R7: MLX Server Unavailability
- Failure scenario: Mac5 is offline, MLX server crashed, or network timeout. Every model call fails. The driver has no LLM to generate prompts.
- Probability: MEDIUM (30
- Impact: MEDIUM-HIGH. Without the model, the driver can only inject plan steps mechanically.
- Mitigation: (1) Plan-only fallback mode: step through plan_steps without model calls, (2) retry with exponential backoff on MLX failures, (3) health check MLX at session start, warn if unreachable, (4) optional: fall back to a different endpoint (local ollama, cloud API).
- Validation: Start a session with MLX offline. Verify plan-only mode works.

LOW RISKS

R8: Adaptive Interval Too Slow
- Failure scenario: 60s max_interval means the driver misses a rapid Claude output that needed immediate direction, causing Claude to idle for a full minute.
- Probability: LOW (20
- Impact: LOW. Wasted time, not wasted quality.
- Mitigation: (1) After injecting a prompt, use min_interval (20s) for the next 3 reads, (2) only use max_interval after 3 consecutive WAITING phases.

R9: NATS Integration Breaks Core Driver
- Failure scenario: NATS code throws an unhandled exception that crashes the main loop.
- Probability: LOW (10
- Impact: LOW if properly isolated. HIGH if not.
- Mitigation: Every NATS call is wrapped in `try/except: pass`. NATS failures log a warning but never block or crash the driver.

R10: Session ID Collision
- Failure scenario: Two sessions on different machines have the same pane ID, causing session record overwrites.
- Probability: LOW (5
- Impact: LOW. Confusion in logs.
- Mitigation: Session ID format: `{machine}_{pane_id}_{timestamp}`. Unique by construction.

---

3b. Expanded Specifications

SPEC 1: Session Record Manager (`session_manager.py`)

Purpose: CRUD operations for session records on disk.

File location: `Desktop/karl/karl/session_manager.py`

Interface:

python

class SessionRecord:
    version: int = 6
    session_id: str
    machine: str
    pane_id: str
    project: str
    goal: str
    plan_steps: list[str]
    plan_index: int = 0  # Next uncompleted step
    phase: str = "STARTING"
    turn_number: int = 0
    history: list[dict]  # max 8 entries
    last_3_prompts: list[str]
    pane_hash: str | None = None
    pane_hash_streak: int = 0
    prev_lines: list[str] = []  # last 40 lines for diff
    idle_seconds: float = 0
    created_at: str
    updated_at: str

SESSION_DIR = Path.home() / ".karl-sessions"
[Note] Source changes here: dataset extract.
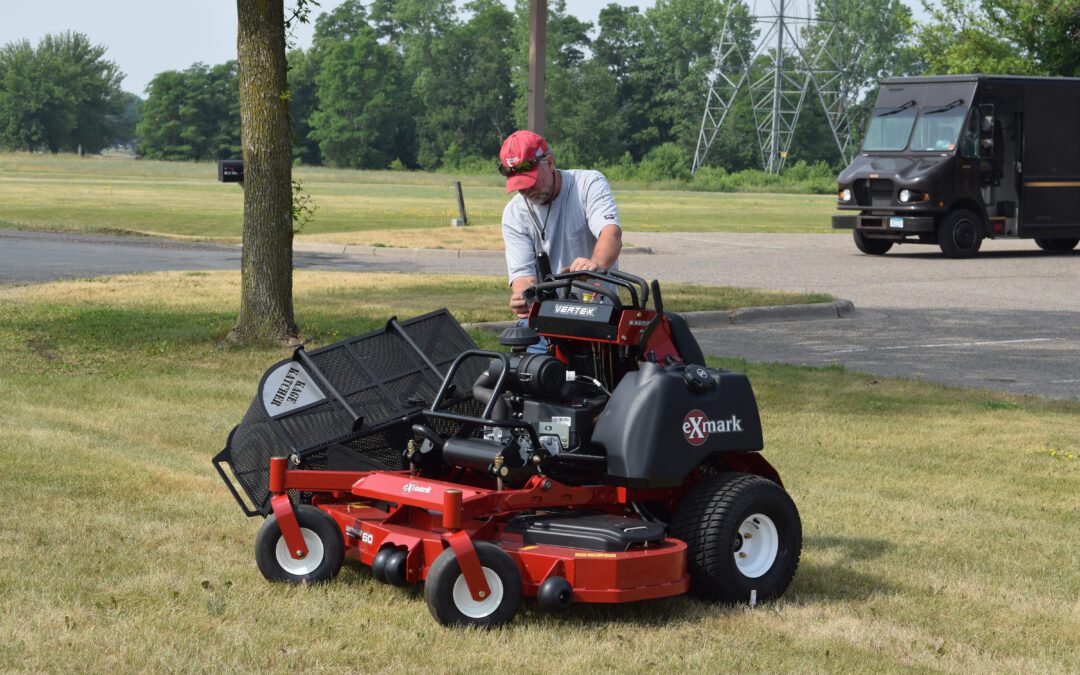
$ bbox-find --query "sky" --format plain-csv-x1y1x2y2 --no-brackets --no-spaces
0,0,922,96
def load_session(session_id: str) -> SessionRecord | None
def save_session(session: SessionRecord) -> bool  # atomic write
def create_session(machine, pane_id, project, goal, plan_steps=None) -> SessionRecord
def update_turn(session: SessionRecord, generated_prompt: str, pane_result: PaneResult) -> None
def get_next_plan_step(session: SessionRecord) -> str | None
def advance_plan(session: SessionRecord) -> None

Atomic write pattern:

python

def save_session(session):
    path = SESSION_DIR / f"{session.session_id}.json"
    tmp = path.with_suffix('.tmp.json')
    bak = path.with_suffix('.bak.json')
    with open(tmp, 'w') as f:
        json.dump(asdict(session), f, indent=2, default=str)
    if path.exists():
        shutil.copy2(path, bak)
    os.rename(tmp, path)

Size: ~120 lines.

---

SPEC 2: Pane Processor (`pane_processor.py`)
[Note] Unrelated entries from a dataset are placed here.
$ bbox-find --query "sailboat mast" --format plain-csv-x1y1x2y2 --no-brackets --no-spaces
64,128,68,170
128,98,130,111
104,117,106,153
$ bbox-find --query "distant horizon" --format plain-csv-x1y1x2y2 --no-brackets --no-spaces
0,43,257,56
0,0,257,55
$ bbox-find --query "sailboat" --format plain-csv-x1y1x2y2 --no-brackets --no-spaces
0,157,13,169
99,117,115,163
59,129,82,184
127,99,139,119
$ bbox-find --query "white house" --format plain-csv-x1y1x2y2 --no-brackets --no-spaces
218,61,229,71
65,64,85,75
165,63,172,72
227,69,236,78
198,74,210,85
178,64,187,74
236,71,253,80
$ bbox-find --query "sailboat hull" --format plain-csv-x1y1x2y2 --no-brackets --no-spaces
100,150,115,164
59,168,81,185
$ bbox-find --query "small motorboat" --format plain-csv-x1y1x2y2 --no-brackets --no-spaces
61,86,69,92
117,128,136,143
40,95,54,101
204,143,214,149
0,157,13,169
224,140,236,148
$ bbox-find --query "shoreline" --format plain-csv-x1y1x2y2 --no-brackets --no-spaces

Purpose: Read, clean, hash, diff pane output.

File location: `Desktop/karl/karl/pane_processor.py`

Interface:

python

@dataclass
class PaneResult:
    changed: bool
    diff: list[str]      # New lines since last read
    novelty: float        # 0.0-1.0
    all_lines: list[str]  # Full cleaned output
    raw_line_count: int

def strip_ansi(text: str) -> str
def stable_hash(lines: list[str]) -> str  # Ignores timestamps, whitespace
def compute_diff(prev_lines: list[str], curr_lines: list[str]) -> list[str]
def compute_novelty(diff_lines: list[str]) -> float
def process_pane(session: SessionRecord, raw_output: str) -> PaneResult
def is_spinner_line(line: str) -> bool
def detect_phase(session: SessionRecord, pane: PaneResult) -> str

ANSI stripping regex:

python

ANSI_RE = re.compile(r'\x1b\[[0-9;]*[a-zA-Z]|\x1b\].*?\x07|\x1b\[.*?[Hm]')
TIMESTAMP_RE = re.compile(r'\d{1,2}:\d{2}(:\d{2})?(\s*(AM|PM))?')
SPINNER_RE = re.compile(r'[⠋⠙⠹⠸⠼⠴⠦⠧⠇⠏|/\\-]')

Stable hash:

python

def stable_hash(lines):
    # Remove timestamps, normalize whitespace, keep only alphanumeric content
    normalized = []
    for line in lines:
        clean = TIMESTAMP_RE.sub('', line)
        clean = re.sub(r'\s+', ' ', clean).strip()
        if len(clean) > 3:  # Skip noise lines
            normalized.append(clean)
    return hashlib.md5('\n'.join(normalized).encode()).hexdigest()[:12]

Diff algorithm:

python

def compute_diff(prev_lines, curr_lines):
    if not prev_lines:
        return curr_lines[-30:]

    # Find overlap point: last line of prev that appears in curr
    prev_set = set(l.strip() for l in prev_lines[-10:] if l.strip())
    overlap_idx = len(curr_lines)  # Default: everything is new

    for i in range(len(curr_lines) - 1, -1, -1):
        if curr_lines[i].strip() in prev_set:
            overlap_idx = i + 1
            break

    new_lines = curr_lines[overlap_idx:]
    if not new_lines:
        # No clear overlap found -- take last 20 lines
        new_lines = curr_lines[-20:]

    # Cap at 30 lines
    return new_lines[-30:]

Size: ~150 lines.

---

SPEC 3: Prompt Assembler (`prompt_assembler.py`)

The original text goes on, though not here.